Por qué ronronean los gatos y qué significa de verdad

El ronroneo no equivale siempre a felicidad. El gato también ronronea estresado, dolorido o pidiendo comida, y la ciencia ha medido cómo cambia el sonido según la intención.

· Actualizado 3 de junio de 2026

Un hombre lleva a su gato al veterinario porque cojea de una pata trasera. En la sala de espera, el gato tiembla, se aplasta contra el fondo del transportín con las orejas giradas hacia los lados, y ronronea. El hombre se relaja un poco: si ronronea, no estará tan mal. Cuando entran en consulta, la radiografía muestra una fractura. El gato llevaba ronroneando todo el rato con un hueso roto.

La escena confunde a casi todo el mundo porque arrastramos una idea simple: gato que ronronea es gato feliz. La realidad es más interesante. El ronroneo es uno de los sonidos peor entendidos del repertorio felino, y la investigación de las últimas dos décadas ha demostrado que un gato ronronea contento, sí, pero también estresado, dolorido, hambriento o pidiendo cuidados. El sonido es el mismo a oído humano. La intención, no.

Qué es exactamente el ronroneo

El ronroneo es un sonido grave y continuo, de baja frecuencia, que el gato produce tanto al inspirar como al espirar. Esa continuidad durante las dos fases de la respiración es lo que lo distingue de cualquier otra vocalización felina: el maullido, el bufido o el gruñido solo salen con el aire que se expulsa. El ronroneo, no. Por eso suena ininterrumpido durante minutos.

Lo producen el gato doméstico y varios félidos pequeños y medianos. Los grandes felinos que rugen (león, tigre, leopardo, jaguar) tienen una estructura laríngea distinta y no ronronean de forma sostenida en ambas fases. Guepardo, puma, lince o serval, en cambio, sí ronronean.

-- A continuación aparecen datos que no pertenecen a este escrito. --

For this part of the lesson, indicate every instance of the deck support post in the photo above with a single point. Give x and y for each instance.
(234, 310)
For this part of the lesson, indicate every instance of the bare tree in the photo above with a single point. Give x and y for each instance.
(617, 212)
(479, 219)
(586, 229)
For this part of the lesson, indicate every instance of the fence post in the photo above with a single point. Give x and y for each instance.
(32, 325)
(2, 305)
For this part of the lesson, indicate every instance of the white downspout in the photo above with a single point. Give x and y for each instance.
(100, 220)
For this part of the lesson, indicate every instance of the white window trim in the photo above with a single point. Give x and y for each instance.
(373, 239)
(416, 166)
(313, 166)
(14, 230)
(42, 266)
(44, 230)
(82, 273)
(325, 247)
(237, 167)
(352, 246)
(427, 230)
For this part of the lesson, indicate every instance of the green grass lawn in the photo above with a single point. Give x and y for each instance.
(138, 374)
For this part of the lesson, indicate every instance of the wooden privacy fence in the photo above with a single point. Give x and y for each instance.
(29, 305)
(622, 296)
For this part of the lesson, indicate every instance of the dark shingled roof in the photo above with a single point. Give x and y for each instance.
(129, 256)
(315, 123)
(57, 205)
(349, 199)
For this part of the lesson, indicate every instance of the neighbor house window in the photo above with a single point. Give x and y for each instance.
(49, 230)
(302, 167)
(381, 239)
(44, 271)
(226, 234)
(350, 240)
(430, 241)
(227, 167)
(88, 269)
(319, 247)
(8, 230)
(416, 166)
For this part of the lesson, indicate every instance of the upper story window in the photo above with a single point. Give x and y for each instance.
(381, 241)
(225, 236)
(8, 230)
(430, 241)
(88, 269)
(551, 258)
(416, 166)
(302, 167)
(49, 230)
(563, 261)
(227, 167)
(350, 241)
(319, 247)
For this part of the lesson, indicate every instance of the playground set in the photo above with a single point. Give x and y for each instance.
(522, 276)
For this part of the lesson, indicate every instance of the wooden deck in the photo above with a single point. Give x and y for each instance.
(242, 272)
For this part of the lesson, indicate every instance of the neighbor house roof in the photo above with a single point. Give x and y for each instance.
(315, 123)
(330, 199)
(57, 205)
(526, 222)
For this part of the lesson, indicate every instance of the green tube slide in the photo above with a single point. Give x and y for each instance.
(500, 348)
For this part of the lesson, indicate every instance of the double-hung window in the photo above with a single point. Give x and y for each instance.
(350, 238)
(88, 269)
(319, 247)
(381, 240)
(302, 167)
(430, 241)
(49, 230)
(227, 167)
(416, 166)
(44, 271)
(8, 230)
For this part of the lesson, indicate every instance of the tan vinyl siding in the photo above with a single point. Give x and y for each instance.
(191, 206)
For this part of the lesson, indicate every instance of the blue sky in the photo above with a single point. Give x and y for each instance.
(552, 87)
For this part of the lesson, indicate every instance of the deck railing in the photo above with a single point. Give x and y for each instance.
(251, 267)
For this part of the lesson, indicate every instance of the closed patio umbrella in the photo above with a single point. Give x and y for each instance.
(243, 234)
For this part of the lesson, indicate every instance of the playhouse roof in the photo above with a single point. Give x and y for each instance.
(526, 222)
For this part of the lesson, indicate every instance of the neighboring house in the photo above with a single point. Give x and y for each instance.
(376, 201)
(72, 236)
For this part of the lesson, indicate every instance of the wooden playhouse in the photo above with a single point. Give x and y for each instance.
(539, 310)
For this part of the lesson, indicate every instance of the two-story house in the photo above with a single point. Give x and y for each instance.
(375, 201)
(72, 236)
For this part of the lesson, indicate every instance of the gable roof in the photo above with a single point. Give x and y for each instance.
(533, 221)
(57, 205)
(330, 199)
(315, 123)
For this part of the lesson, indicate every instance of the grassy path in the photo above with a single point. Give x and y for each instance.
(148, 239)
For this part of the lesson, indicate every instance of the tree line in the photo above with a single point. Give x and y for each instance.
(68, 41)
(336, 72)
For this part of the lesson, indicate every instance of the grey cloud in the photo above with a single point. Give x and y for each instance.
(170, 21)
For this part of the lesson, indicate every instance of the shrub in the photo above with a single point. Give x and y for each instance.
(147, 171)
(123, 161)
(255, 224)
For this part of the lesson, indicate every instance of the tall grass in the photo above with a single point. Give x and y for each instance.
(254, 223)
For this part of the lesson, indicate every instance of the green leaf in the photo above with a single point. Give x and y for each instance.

La frecuencia típica del ronroneo del gato doméstico se mide entre 25 y 150 hercios, con la energía principal concentrada en la zona baja, alrededor de 25 a 30 hercios. Es un sonido grave, casi un zumbido, que se percibe tanto por el oído como por la vibración cuando el gato está apoyado sobre el cuerpo de la persona.

Cómo se produce: el mecanismo cambió en 2023

Durante décadas se enseñó una sola explicación. Un grupo de neuronas en el cerebro del gato, un oscilador neuronal, envía señales rítmicas a los músculos de la laringe entre 25 y 150 veces por segundo. Cada contracción abre y cierra la glotis (el espacio entre las cuerdas vocales) y produce una pequeña separación y reunión del aire que genera cada pulso del ronroneo (Library of Congress, 2019). El cerebro marcaba el ritmo, los músculos lo ejecutaban.

En 2023, un equipo dirigido por Christian Herbst en la Universidad de Viena puso esa explicación en duda. Trabajando con laringes de gato extraídas, sin cerebro y sin señal nerviosa, los investigadores consiguieron producir sonidos en el rango del ronroneo (20 a 30 hercios) simplemente haciendo pasar aire a través del tejido. Encontraron unas almohadillas de tejido conectivo, de fibras elásticas y de colágeno, incrustadas en las cuerdas vocales, que pueden alcanzar unos 4 milímetros y aumentan la densidad del tejido para que vibre más despacio (Herbst et al., 2023, Current Biology).

La conclusión del trabajo de Herbst es que el ronroneo se parece más a un proceso aerodinámico pasivo de lo que se pensaba. El cerebro daría la orden de empezar, pero buena parte de la vibración se mantiene sola por la física del tejido y el flujo de aire, de forma comparable al mecanismo humano de la voz craqueada o vocal fry. El debate científico sigue abierto sobre cuánto pesa la contracción muscular activa frente a la resonancia pasiva, y la hipótesis más aceptada es que conviven las dos.

Por qué un gato feliz ronronea

El significado más conocido es el real, no un mito. El gato ronronea en situaciones de bienestar y de contacto social positivo: tumbado al sol, amasando una manta, recibiendo caricias en la cabeza, descansando sobre el regazo de su persona de confianza. La cría empieza a ronronear muy pronto, a los pocos días de vida, mientras mama, y la gata madre ronronea de vuelta. Ese ronroneo temprano cumple una función doble: la cría, todavía ciega y sorda al nacer, percibe la vibración de la madre y se orienta hacia ella, y la madre confirma a la camada que el entorno es seguro.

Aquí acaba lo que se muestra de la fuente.